It's OK To Be Super Explicit In Your Data Access Method Names
This post is mostly a note to myself - a sort of "permission slip" to relax the previous constraints of my mind. The other day, I was writing an Update method in a data access object (DAO) within my ColdFusion application. This update method was updating an optional relationship within my domain model. Meaning, the target row wasn't guaranteed to exist. As such, I decided to author the underlying SQL statement as an Upsert method that would use the ON DUPLICATE KEY UPDATE
semantics. This would allow me to either update the existing row or create a new row on-the-fly. Technically, this worked like a charm; but, emotionally, I felt deeply conflicted.
ASIDE: In the following discussion, I am using "Thing" as a placeholder for any arbitrary domain concept.
The problem I was "feeling" was that the method was called updateThing()
. Now, there's nothing wrong with calling a method updateThing()

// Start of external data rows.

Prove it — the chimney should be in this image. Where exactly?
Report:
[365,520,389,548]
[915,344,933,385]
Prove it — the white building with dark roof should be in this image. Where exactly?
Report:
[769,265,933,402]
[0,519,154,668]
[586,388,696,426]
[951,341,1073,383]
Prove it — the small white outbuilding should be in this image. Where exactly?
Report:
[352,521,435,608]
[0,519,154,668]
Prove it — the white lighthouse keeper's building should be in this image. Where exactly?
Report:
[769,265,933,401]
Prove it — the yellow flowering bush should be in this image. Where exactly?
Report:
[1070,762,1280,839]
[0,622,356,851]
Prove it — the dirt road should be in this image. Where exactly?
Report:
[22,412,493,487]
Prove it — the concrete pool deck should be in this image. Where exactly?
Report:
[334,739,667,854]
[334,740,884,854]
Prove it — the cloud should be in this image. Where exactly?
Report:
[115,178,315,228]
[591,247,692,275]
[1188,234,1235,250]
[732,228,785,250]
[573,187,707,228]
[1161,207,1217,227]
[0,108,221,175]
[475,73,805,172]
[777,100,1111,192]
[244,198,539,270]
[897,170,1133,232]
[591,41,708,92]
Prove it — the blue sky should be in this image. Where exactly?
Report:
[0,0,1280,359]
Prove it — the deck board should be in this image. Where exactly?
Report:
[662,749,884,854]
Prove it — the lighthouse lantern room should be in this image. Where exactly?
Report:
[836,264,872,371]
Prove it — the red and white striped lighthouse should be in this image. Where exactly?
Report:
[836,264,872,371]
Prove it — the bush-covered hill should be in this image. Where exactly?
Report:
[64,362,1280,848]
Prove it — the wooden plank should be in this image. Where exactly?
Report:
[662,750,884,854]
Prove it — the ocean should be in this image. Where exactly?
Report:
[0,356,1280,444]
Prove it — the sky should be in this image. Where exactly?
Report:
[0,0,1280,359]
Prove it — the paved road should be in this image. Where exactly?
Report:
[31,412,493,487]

- I use that form of method name all the time in my data access layer. However, with all my other "update" methods, most of the arguments are optional; and, a given column is only updated if the relevant argument is provided. As such, my CFQuery
UPDATE
SQL statements usually look a lot like this (truncated):
component {
public void function updateThing(
required numeric id,
string valueOne,
string valueTwo,
string valueThree
) {
```
<cfquery name="local.results" result="local.metaResults">
UPDATE
thing
SET
<cfif arguments.keyExists( "valueOne" )>
valueOne = <cfqueryparam value="#valueOne#" sqltype="varchar" />,
</cfif>
<cfif arguments.keyExists( "valueTwo" )>
valueTwo = <cfqueryparam value="#valueTwo#" sqltype="varchar" />,
</cfif>
<cfif arguments.keyExists( "valueThree" )>
valueThree = <cfqueryparam value="#valueThree#" sqltype="varchar" />,
</cfif>
/* No-op assignment here to make the trailing commas consistent. */
id = <cfqueryparam value="#id#" sqltype="bigint" />
WHERE
id = <cfqueryparam value="#id#" sqltype="bigint" />
</cfquery>
```
}
}
With an Upsert statement, however, the arguments can't be optional because they need to be able to create a new, fully-formed row if the target row doesn't exist. As such, all Upsert method arguments have to be marked as required
.
And that's where my brain started to explode. I couldn't, in good conscience, author an update()
method that completely broke from the standard pattern of optional arguments. It was too much of a deviation from any reasonable expectation that another developer would have when consuming this method.
The name of the method wasn't telegraphing the intent of underlying query.
So my brain finally said to me: THEN NAME IT SOMETHING ELSE you big doofus!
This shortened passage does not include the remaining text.